Captain, my captain: Dave Hatton has coached the SA school maths side to a second successive win at the Pan African Mathematics Olympiad.
Doctoral student Dave Hatton added another medallion to an already impressive collection of scholarly gold medals when he recently coached the South African school side to a win at the 13th Pan African Mathematics Olympiad (PAMO), held from April 19 to 27 in Maputo, Mozambique.
The SA team's second successive triumph at PAMO (this time beating squads from eight other countries), the event also saw the four team members, who all finished among the top ten performers, scoop a selection of individual accolades. Linsen Loots (grade 12, Parel Vallei) earned himself a gold medal, Yumna Moosa (grade 10, Wynberg Girls' High) and Gayle Sher (grade 10, Reddam House) each won silver, and Divya Babu (grade 11, Ixopo High School) took bronze.
Loots, who top-scored at the Olympiad, also bagged a laptop computer for his efforts, while Moosa was awarded a graphic calculator as the best girl participant (Sher and Babu were the next best girls at the competition).
In turn, Hatton, working on his PhD in chemical engineering (modelling flotation cells), won the Team Leader gold medal as coach of the winning side, adding to the medallion he earned last year. The two medals make nice new additions to the collection he first started working on at school.
Featuring prominently in this catalogue is the award he won as National Maths Olympiad champion in 1996. In addition to his trophies and medallions, Hatton also represented SA twice at the International Mathematical Olympiad (IMO).
He had to forego the competitions, however, when he finished school and registered as a student at UCT, but so missed the experience that he volunteered as coach for some of the inter-provincial teams. Very soon he was assisting the national teams, and when a gap opened up two years ago, he was selected as team leader for the PAMO squad.
In this capacity, he works with the team for about 18 months (they start off as part of a much bigger contingent), coaching them through an array of training camps, problems and approaches. But the hard and time-draining work - he assists the IMO team as well - comes with many rewards, he noted.
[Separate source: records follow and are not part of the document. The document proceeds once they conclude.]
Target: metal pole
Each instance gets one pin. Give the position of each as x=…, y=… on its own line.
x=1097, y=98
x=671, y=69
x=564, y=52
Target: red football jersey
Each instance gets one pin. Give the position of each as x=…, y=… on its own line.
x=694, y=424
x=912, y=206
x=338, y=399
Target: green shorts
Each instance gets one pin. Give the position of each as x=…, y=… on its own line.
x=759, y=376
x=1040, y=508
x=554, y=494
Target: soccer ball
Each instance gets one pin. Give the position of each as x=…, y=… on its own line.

"The kids love it - they absolutely love it," he said. "They get to travel a bit, and they get to hang out with fellow mathematicians and people with similar interests."
Winning a gold medal as team leader also brings a sense of personal satisfaction, Hatton added. "I put in a lot of work with the team, and it's nice to get some sort of recognition," he said.
"And, other than competing, this is the closest I can get to the action."